Bildeten die Deutschen in der Realität ein „gemischtrassiges“ Volk, so zielte die Utopie auf eine Neuordnung und Entmischung. Auf Vermischung der Rassen führte Clauss alle Phänomene des Niedergangs und der Entfremdung zurück. Da jeder seine Identität nur in seiner rassischen Art finden kann, muss Artvermischung zu Verwirrung und Entfremdung führen, Verstehen und Gemeinschaft sind dann nicht mehr möglich. In dieser Situation „tiefster Bedrängnis und Verzweiflung“ – die „ostische Seele“ war in der Weimarer Republik zur Macht gelangt, sie besaß am wenigsten Widerstandsfähigkeit gegen das Fremde – kommt die Rettung aus dem nordischen Gedanken. Denn der „Norder“ besitzt aufgrund seiner psychologischen Qualitäten am ehesten die Fähigkeit, die Entfremdung zu überwinden und das Volk zu einer wirklichen Volksgemeinschaft zusammenzuführen. Und da in mehr oder weniger jedem Deutschen noch ein mehr oder weniger großer nordischer Blutsanteil fließt, ist auch mehr oder weniger jeder für dieses Werk ansprechbar. Je stärker der nordische Anteil im innerseelischen Erleben, desto größer die Fähigkeit, in Abstand zur Wirklichkeit zu treten und aus innerer Distanz heraus das Artfremde im eigenen Erleben zu erkennen und somit den Zustand der rassenseelischen Vermischung zu entdifferenzieren. Um das Fremde in sich zu erkennen, das die Ursache der Entfremdung, der Artverwirrung ist, muss man in Abstand zu sich selbst treten, weil man nur so das Fremde in sich überwinden kann.[26]

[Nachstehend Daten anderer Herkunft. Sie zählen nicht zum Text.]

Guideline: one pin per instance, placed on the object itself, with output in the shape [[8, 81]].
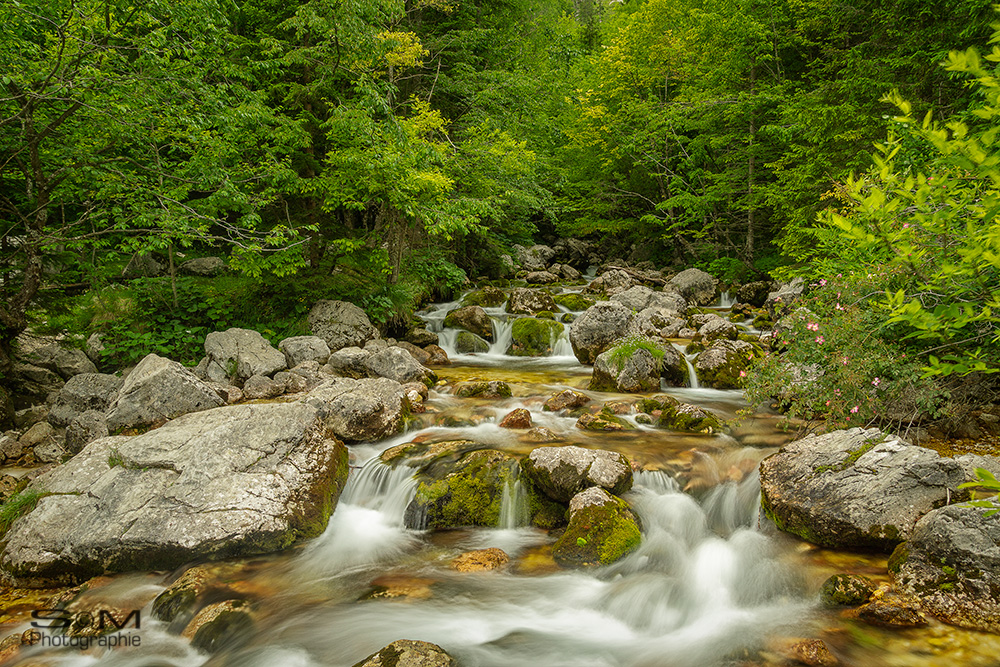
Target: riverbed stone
[[237, 354], [534, 337], [469, 495], [567, 399], [409, 653], [341, 324], [856, 489], [525, 301], [562, 472], [952, 564], [361, 410], [228, 482], [598, 328], [156, 390], [471, 318], [696, 286], [602, 529]]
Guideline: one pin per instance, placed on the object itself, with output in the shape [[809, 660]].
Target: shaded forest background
[[385, 152]]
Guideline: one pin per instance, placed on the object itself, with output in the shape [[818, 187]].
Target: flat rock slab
[[952, 563], [232, 481], [857, 489], [563, 472]]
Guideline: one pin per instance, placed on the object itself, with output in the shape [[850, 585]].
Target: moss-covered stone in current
[[597, 535], [534, 337]]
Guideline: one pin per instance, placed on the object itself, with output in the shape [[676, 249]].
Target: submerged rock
[[469, 495], [952, 563], [471, 318], [409, 653], [562, 472], [602, 529], [233, 481], [534, 337], [856, 489]]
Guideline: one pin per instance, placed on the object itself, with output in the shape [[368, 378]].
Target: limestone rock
[[156, 390], [234, 481], [696, 286], [239, 354], [562, 472], [340, 324], [855, 489], [298, 349], [600, 326]]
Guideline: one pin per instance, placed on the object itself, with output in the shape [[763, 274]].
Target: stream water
[[713, 583]]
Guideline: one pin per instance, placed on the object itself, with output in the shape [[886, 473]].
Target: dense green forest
[[386, 152]]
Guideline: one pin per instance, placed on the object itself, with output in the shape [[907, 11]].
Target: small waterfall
[[514, 506], [692, 372]]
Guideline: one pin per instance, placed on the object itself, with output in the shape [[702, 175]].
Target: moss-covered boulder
[[484, 389], [721, 364], [846, 590], [534, 337], [573, 301], [677, 416], [605, 420], [632, 366], [469, 495], [467, 342], [566, 399], [486, 297], [562, 472], [471, 318], [602, 529]]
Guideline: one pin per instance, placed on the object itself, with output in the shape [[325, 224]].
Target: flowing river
[[713, 583]]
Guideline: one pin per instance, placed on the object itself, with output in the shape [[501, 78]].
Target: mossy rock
[[470, 495], [487, 297], [686, 417], [467, 342], [572, 301], [599, 533], [484, 389], [534, 337], [850, 590], [605, 420]]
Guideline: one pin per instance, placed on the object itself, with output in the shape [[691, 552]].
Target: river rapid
[[713, 582]]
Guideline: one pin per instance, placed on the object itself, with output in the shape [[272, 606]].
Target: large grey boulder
[[360, 410], [238, 354], [524, 301], [563, 472], [535, 258], [952, 563], [856, 489], [696, 286], [156, 390], [87, 391], [230, 482], [597, 328], [340, 324], [298, 349]]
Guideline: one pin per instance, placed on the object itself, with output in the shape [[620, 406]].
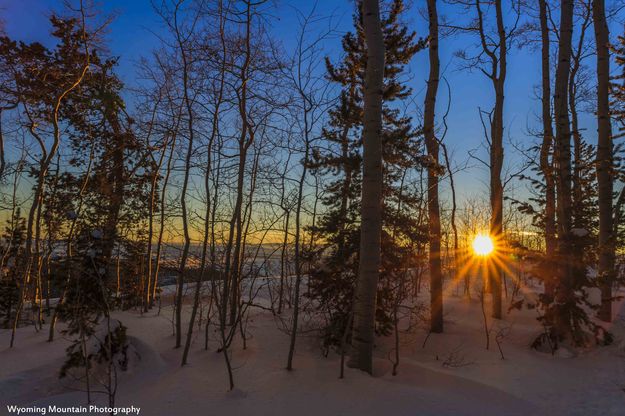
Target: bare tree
[[434, 221], [604, 162], [371, 210]]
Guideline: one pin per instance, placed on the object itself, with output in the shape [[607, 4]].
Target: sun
[[483, 245]]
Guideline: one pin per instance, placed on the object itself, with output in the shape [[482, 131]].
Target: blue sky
[[131, 35]]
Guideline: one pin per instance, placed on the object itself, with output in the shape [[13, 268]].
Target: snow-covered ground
[[453, 374]]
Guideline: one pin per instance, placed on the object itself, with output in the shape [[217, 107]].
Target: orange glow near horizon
[[483, 245]]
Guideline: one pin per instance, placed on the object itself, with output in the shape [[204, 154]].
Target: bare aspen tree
[[431, 143], [47, 155], [492, 60], [604, 162], [547, 145], [310, 98], [563, 156], [371, 211]]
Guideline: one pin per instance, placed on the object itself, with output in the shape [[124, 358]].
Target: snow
[[453, 374]]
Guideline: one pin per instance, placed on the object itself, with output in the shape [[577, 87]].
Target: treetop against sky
[[136, 28]]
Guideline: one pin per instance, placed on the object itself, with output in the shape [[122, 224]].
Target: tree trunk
[[547, 148], [604, 162], [563, 159], [371, 210], [434, 220]]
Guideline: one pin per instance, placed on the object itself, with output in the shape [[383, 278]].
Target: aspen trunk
[[563, 159], [604, 162], [434, 221], [547, 147], [371, 210]]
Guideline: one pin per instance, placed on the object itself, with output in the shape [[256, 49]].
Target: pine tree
[[333, 278], [11, 248]]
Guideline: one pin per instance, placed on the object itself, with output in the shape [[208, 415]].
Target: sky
[[133, 34]]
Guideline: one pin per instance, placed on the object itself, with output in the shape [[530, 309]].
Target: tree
[[371, 211], [431, 143], [604, 163], [334, 274]]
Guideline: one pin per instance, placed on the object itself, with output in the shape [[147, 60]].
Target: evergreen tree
[[333, 278], [11, 248]]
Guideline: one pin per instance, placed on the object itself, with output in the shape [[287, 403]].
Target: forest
[[279, 207]]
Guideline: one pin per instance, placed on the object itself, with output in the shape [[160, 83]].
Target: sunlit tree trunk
[[604, 161], [546, 147], [563, 160], [371, 210], [434, 220]]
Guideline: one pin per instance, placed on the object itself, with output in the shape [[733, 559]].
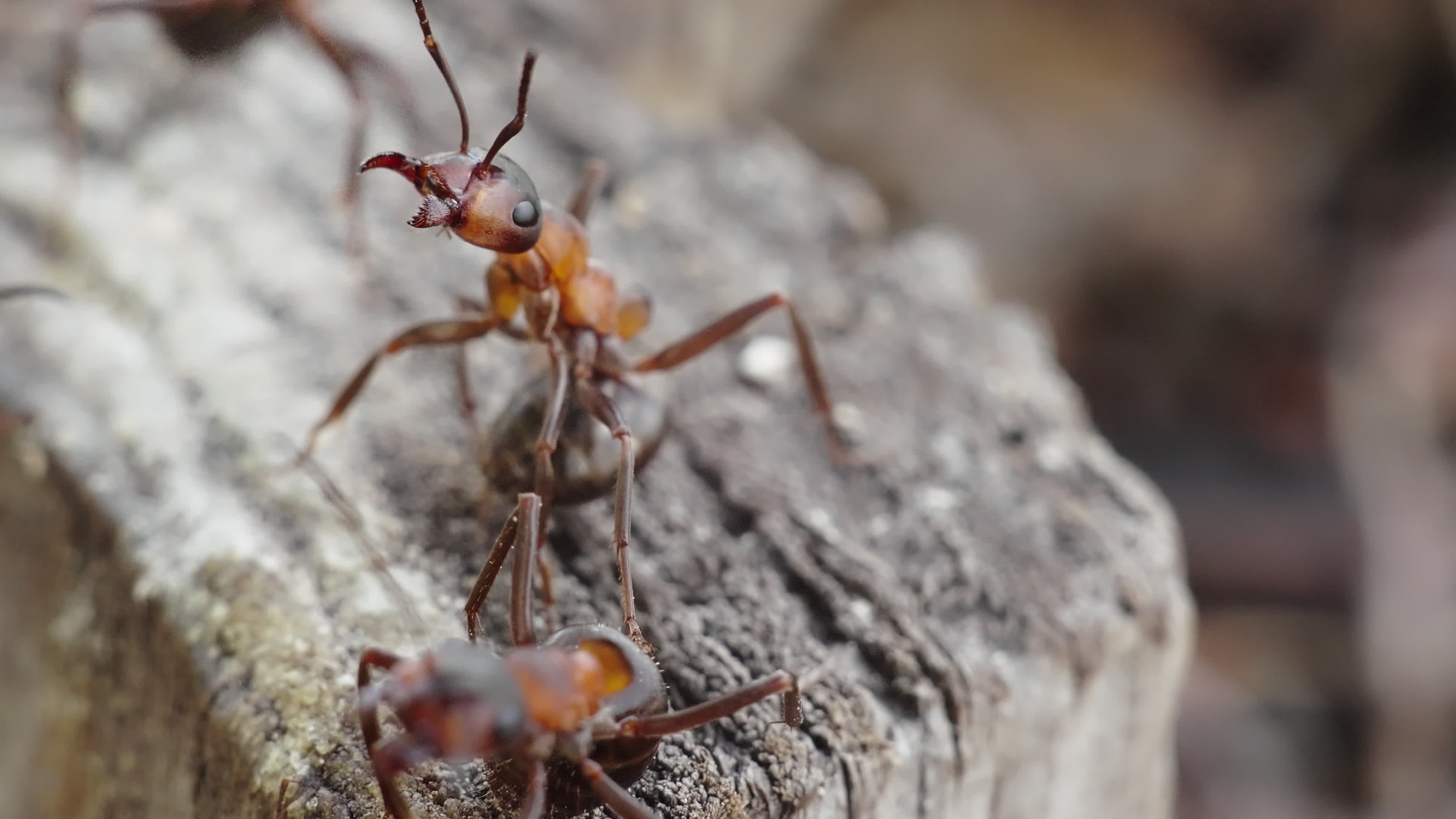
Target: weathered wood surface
[[995, 599]]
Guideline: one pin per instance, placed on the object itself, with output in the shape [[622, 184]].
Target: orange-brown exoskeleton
[[568, 722], [586, 458], [207, 30], [567, 302]]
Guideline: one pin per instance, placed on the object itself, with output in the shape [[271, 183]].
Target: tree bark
[[992, 604]]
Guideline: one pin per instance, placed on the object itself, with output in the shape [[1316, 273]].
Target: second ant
[[565, 299]]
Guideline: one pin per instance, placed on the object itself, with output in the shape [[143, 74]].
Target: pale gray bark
[[995, 602]]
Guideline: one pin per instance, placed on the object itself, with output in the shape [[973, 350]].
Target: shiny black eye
[[525, 213]]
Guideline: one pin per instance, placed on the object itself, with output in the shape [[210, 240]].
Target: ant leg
[[533, 805], [419, 336], [488, 573], [19, 290], [282, 808], [721, 706], [343, 59], [606, 411], [528, 516], [590, 188], [545, 483], [392, 755], [389, 758], [369, 703], [695, 344], [612, 793]]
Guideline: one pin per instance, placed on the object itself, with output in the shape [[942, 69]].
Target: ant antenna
[[445, 69], [356, 525], [515, 126]]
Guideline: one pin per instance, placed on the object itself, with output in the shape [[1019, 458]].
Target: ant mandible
[[570, 304], [206, 30], [574, 717]]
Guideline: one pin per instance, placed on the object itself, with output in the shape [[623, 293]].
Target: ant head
[[459, 694], [484, 199], [491, 206]]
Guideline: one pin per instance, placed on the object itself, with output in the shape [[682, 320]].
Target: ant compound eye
[[525, 213]]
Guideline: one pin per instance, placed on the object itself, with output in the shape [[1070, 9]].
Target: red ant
[[586, 457], [570, 304], [206, 30], [574, 717]]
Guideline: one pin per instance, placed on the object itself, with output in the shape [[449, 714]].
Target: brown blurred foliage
[[1237, 218]]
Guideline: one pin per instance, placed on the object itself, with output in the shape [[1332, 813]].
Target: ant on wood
[[570, 304], [206, 30], [565, 723], [570, 722]]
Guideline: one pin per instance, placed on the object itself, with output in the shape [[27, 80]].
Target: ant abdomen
[[219, 28], [634, 689], [587, 457]]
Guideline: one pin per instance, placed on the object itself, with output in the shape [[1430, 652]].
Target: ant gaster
[[568, 722], [586, 458], [206, 30], [570, 304]]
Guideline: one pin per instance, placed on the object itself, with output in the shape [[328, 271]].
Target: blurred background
[[1238, 219]]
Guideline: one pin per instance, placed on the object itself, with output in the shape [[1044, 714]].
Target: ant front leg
[[391, 757], [721, 706], [545, 483], [493, 568], [528, 534], [420, 336], [606, 411], [695, 344]]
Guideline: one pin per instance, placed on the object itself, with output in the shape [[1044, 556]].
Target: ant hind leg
[[705, 339]]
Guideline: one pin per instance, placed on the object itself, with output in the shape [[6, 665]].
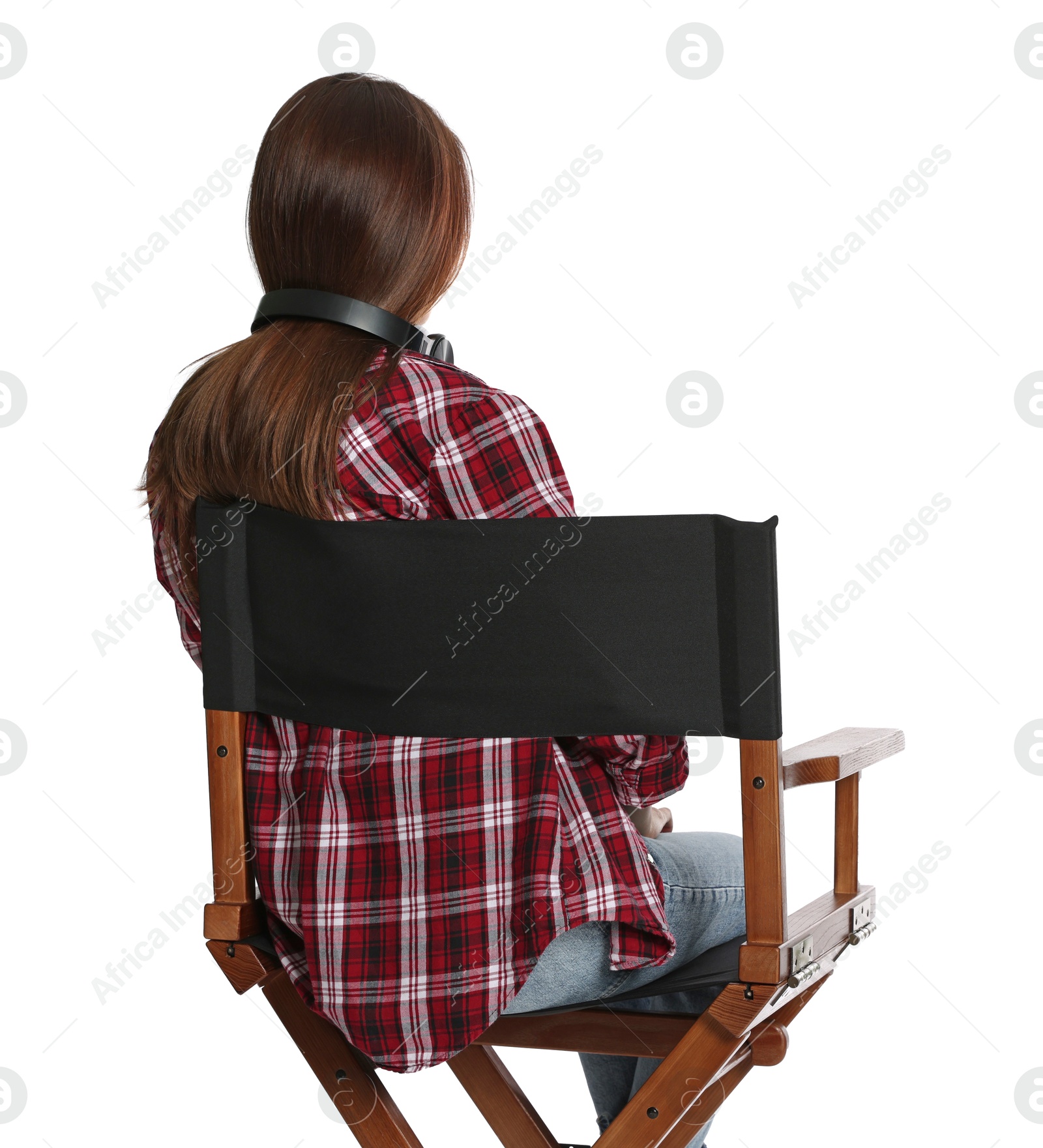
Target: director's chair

2.4 Die Entwicklung nach 1933
Die Ernennung Hitlers zum Reichskanzler am 30. Jänner 1933 leitete den 18-monatigen Prozess der nationalsozialistischen Machtergreifung ein. Gestützt auf die weitgehende Loyalität von Bürokratie und Militär geschah der Machtwechsel durch die Eroberung machtpolitisch wichtiger Positionen (Eindringen der Gauleiter in die regionalen staatlichen Führungsämter, Geheime Staatspolizei), durch die zwangsweise, zum Teil offen terroristische Ausschaltung politischer Gegner und ihrer Organisationen (Einrichtung von KZ), durch die Beseitigung rechtsstaatlicher Sicherheit und die Gleichschaltung und Lähmung politischer und gesellschaftlicher Institutionen (Parlamente, Länder, Presse, Berufsverbände) und durch die Einschüchterung potentiellen Widerstands, mit dem Ergebnis, dass nach Hindenburgs Tod und der Vereinigung von Reichspräsidenten- und Kanzleramt im Führer der NSDAP am 2. August 1934 die Führung von Staat und Partei in der Hand eines Mannes lag. Der Nationalsozialismus war fortan durch den Führer Hitler und die von ihm zugeteilte Autorität der maßgebliche politische Wille in Deutschland; es entstand jedoch kein klares Verhältnis und keine eindeutige Aufgabenverteilung zwischen staatlichen Stellen und Parteiinstanzen auf den Ebenen unterhalb Hitlers, sondern es blieb ein vielschichtiges Mischverhältnis. Auch nach dem Abschluss der Machtergreifungsphase rangen daher mehrere Instanzen im Spannungsfeld von Parteidienststellen und Staatsapparat miteinander, Fraktionen innerhalb derselben Organisation (auch in dem zunehmend mächtiger werdenden Abwehr- und Überwachungsorden SS) befehdeten einander und führten im Konkurrieren um die Gunst der obersten Entscheidungsinstanz oft erst die Radikalisierung von Maßnahmen herbei.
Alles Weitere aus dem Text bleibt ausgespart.